Clinical Scorecard: Understanding Myopia Management Options: Atropine
At a Glance
| Category | Detail |
|---|---|
| Condition | Myopia |
| Key Mechanisms | Atropine drop therapy for myopia control |
| Target Population | Children with myopia |
| Care Setting | Optometry practices |
Key Highlights
- Atropine has been used for myopia control for decades.
- Low-dose atropine (0.01% to 0.05%) shows efficacy with minimal side effects.
- Dosing is once nightly, with adjustments based on patient response.
- No FDA-approved low-dose atropine drops are available in the U.S.

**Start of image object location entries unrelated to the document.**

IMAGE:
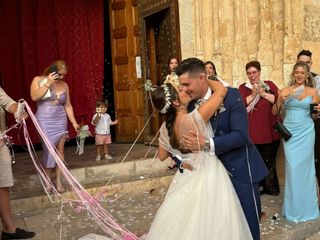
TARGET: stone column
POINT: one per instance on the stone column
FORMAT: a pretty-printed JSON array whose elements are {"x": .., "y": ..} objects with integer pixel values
[
  {"x": 198, "y": 29},
  {"x": 227, "y": 30}
]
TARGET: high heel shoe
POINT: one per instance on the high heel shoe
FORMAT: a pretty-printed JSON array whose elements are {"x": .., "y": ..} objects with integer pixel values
[{"x": 60, "y": 187}]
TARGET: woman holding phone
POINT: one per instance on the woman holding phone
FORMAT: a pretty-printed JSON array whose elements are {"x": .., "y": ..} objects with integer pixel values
[{"x": 54, "y": 108}]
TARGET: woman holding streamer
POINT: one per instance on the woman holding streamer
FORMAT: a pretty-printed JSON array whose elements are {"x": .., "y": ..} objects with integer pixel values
[
  {"x": 201, "y": 202},
  {"x": 51, "y": 93}
]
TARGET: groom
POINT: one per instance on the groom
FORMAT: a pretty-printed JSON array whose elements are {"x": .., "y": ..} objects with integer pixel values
[{"x": 231, "y": 142}]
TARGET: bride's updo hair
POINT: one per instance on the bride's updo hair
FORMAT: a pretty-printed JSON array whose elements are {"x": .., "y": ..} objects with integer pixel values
[{"x": 162, "y": 98}]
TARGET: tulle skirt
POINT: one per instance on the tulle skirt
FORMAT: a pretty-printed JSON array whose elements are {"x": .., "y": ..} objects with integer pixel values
[{"x": 200, "y": 205}]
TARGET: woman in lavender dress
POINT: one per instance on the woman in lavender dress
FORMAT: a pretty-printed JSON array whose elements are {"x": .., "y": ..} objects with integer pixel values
[{"x": 51, "y": 93}]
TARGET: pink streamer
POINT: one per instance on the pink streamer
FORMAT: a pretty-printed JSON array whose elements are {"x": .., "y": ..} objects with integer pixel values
[{"x": 83, "y": 200}]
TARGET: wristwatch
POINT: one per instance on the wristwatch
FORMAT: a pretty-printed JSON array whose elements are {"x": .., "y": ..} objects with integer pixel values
[{"x": 206, "y": 146}]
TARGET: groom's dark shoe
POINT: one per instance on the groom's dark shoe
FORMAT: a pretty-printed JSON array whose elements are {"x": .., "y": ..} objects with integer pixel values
[{"x": 18, "y": 234}]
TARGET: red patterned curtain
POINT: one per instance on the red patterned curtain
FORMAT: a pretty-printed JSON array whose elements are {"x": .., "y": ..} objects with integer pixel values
[{"x": 34, "y": 33}]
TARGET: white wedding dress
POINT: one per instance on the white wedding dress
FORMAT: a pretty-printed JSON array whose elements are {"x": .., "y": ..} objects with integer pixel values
[{"x": 200, "y": 204}]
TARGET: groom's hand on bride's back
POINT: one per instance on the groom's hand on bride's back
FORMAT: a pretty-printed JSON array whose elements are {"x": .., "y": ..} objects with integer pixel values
[{"x": 193, "y": 141}]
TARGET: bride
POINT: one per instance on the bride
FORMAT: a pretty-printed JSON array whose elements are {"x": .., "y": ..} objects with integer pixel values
[{"x": 201, "y": 203}]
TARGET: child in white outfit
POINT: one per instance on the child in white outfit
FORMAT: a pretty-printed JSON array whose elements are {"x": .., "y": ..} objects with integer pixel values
[{"x": 102, "y": 122}]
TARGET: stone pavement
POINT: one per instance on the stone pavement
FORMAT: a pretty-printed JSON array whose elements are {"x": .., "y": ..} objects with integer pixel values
[{"x": 132, "y": 197}]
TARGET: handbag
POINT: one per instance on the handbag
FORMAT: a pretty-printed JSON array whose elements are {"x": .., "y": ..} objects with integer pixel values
[{"x": 280, "y": 128}]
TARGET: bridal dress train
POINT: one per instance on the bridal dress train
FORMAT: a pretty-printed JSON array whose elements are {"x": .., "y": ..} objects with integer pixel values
[{"x": 200, "y": 204}]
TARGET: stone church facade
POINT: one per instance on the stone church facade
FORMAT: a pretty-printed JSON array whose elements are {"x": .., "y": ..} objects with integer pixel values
[{"x": 232, "y": 32}]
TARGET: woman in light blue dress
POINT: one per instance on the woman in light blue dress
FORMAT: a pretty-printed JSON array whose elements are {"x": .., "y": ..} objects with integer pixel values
[{"x": 300, "y": 196}]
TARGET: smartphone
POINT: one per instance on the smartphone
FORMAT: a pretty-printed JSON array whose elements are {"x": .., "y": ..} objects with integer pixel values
[
  {"x": 53, "y": 68},
  {"x": 312, "y": 108}
]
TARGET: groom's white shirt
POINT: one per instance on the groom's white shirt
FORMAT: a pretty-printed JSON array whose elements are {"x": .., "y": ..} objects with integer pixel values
[{"x": 205, "y": 98}]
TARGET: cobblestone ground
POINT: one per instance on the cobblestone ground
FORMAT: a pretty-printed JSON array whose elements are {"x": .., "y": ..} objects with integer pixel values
[{"x": 135, "y": 211}]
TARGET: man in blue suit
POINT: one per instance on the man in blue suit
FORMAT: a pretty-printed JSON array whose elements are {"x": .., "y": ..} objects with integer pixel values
[{"x": 231, "y": 142}]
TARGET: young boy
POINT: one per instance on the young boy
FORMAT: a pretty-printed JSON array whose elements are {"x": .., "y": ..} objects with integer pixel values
[{"x": 102, "y": 122}]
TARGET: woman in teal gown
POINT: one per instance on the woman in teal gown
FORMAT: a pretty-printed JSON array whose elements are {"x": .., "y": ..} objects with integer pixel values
[{"x": 300, "y": 196}]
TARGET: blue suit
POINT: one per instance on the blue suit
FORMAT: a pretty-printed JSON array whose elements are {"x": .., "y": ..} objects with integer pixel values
[{"x": 239, "y": 156}]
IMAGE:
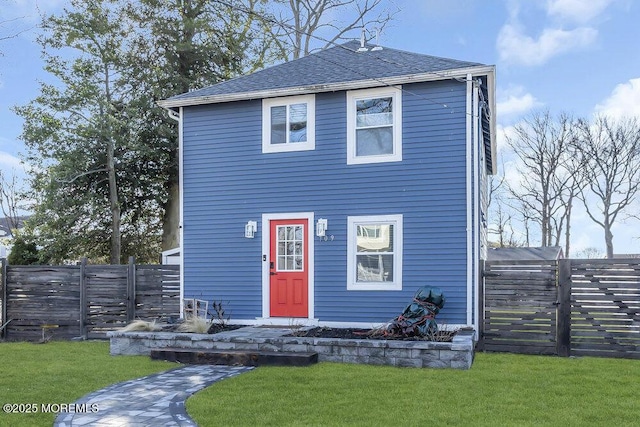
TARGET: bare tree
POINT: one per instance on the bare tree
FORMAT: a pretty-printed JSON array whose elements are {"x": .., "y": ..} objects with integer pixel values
[
  {"x": 545, "y": 192},
  {"x": 302, "y": 21},
  {"x": 611, "y": 152},
  {"x": 10, "y": 200},
  {"x": 501, "y": 217}
]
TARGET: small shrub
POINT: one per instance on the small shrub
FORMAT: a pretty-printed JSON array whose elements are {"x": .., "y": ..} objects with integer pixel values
[
  {"x": 218, "y": 314},
  {"x": 142, "y": 326},
  {"x": 194, "y": 325}
]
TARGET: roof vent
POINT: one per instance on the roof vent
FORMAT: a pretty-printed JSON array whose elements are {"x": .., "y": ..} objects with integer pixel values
[
  {"x": 362, "y": 47},
  {"x": 377, "y": 47}
]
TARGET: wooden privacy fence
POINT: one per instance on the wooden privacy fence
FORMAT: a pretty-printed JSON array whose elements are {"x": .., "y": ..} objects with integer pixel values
[
  {"x": 565, "y": 307},
  {"x": 85, "y": 300}
]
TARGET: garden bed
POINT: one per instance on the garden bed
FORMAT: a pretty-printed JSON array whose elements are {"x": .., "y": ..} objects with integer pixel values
[{"x": 369, "y": 334}]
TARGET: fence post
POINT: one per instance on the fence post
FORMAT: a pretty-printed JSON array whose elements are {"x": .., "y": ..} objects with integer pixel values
[
  {"x": 563, "y": 312},
  {"x": 131, "y": 290},
  {"x": 5, "y": 294},
  {"x": 480, "y": 296},
  {"x": 83, "y": 298}
]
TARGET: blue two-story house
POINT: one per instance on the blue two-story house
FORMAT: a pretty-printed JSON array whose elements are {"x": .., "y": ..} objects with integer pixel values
[{"x": 328, "y": 189}]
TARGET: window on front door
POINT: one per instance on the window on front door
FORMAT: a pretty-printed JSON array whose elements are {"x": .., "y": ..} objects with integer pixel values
[
  {"x": 288, "y": 124},
  {"x": 374, "y": 126}
]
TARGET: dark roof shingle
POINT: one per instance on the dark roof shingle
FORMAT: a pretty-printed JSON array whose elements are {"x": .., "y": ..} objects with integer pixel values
[{"x": 335, "y": 65}]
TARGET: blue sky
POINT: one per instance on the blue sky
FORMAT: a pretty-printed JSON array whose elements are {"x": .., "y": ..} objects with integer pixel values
[{"x": 574, "y": 56}]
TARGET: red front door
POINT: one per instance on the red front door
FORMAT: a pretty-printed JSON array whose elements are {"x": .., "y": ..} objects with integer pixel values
[{"x": 288, "y": 268}]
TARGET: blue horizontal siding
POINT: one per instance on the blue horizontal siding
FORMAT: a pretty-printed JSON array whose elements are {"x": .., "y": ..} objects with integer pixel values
[{"x": 228, "y": 181}]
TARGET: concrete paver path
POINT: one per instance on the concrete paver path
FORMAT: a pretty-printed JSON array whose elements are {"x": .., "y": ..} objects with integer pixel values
[{"x": 154, "y": 400}]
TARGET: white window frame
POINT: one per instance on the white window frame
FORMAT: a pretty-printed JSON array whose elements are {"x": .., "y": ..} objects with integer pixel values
[
  {"x": 267, "y": 104},
  {"x": 355, "y": 95},
  {"x": 352, "y": 250}
]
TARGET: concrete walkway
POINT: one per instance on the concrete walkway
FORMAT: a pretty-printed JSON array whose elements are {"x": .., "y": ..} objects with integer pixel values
[{"x": 154, "y": 400}]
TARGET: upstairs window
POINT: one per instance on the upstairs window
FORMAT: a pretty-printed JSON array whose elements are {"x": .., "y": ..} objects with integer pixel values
[
  {"x": 374, "y": 125},
  {"x": 288, "y": 124},
  {"x": 374, "y": 252}
]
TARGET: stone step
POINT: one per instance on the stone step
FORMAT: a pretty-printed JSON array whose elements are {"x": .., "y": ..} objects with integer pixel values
[{"x": 234, "y": 357}]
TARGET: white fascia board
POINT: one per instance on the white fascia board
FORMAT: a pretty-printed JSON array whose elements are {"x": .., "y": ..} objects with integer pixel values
[{"x": 460, "y": 73}]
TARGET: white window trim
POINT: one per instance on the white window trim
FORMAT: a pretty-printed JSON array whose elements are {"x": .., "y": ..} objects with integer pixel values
[
  {"x": 352, "y": 222},
  {"x": 267, "y": 147},
  {"x": 355, "y": 95}
]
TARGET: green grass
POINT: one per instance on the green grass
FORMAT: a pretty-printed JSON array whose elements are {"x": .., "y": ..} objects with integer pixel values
[
  {"x": 61, "y": 372},
  {"x": 499, "y": 390}
]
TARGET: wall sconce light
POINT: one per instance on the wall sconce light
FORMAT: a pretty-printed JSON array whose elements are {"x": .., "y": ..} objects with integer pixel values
[
  {"x": 321, "y": 227},
  {"x": 250, "y": 229}
]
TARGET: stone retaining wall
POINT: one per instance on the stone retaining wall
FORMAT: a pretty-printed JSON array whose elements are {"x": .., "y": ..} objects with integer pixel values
[{"x": 457, "y": 354}]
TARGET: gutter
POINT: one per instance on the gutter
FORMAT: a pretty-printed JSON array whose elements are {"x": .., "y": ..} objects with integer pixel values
[
  {"x": 476, "y": 202},
  {"x": 177, "y": 116},
  {"x": 469, "y": 141}
]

- Compounding is necessary for low-dose formulations.
Guideline-Based Recommendations
Diagnosis
- Assess myopia severity and progression in children.
Management
- Consider low-dose atropine (0.05% preferred) for myopia control.
Monitoring & Follow-up
- Monitor children for visual discomfort during the day.
Risks
- Potential side effects include near blur and glare.
Patient & Prescribing Data
Children experiencing myopia progression.
Dosage should be patient-driven and can be adjusted based on side effects.
Clinical Best Practices
- Start with 0.05% atropine for initial treatment.
- Educate parents about potential side effects.
- Ensure proper compounding of atropine drops.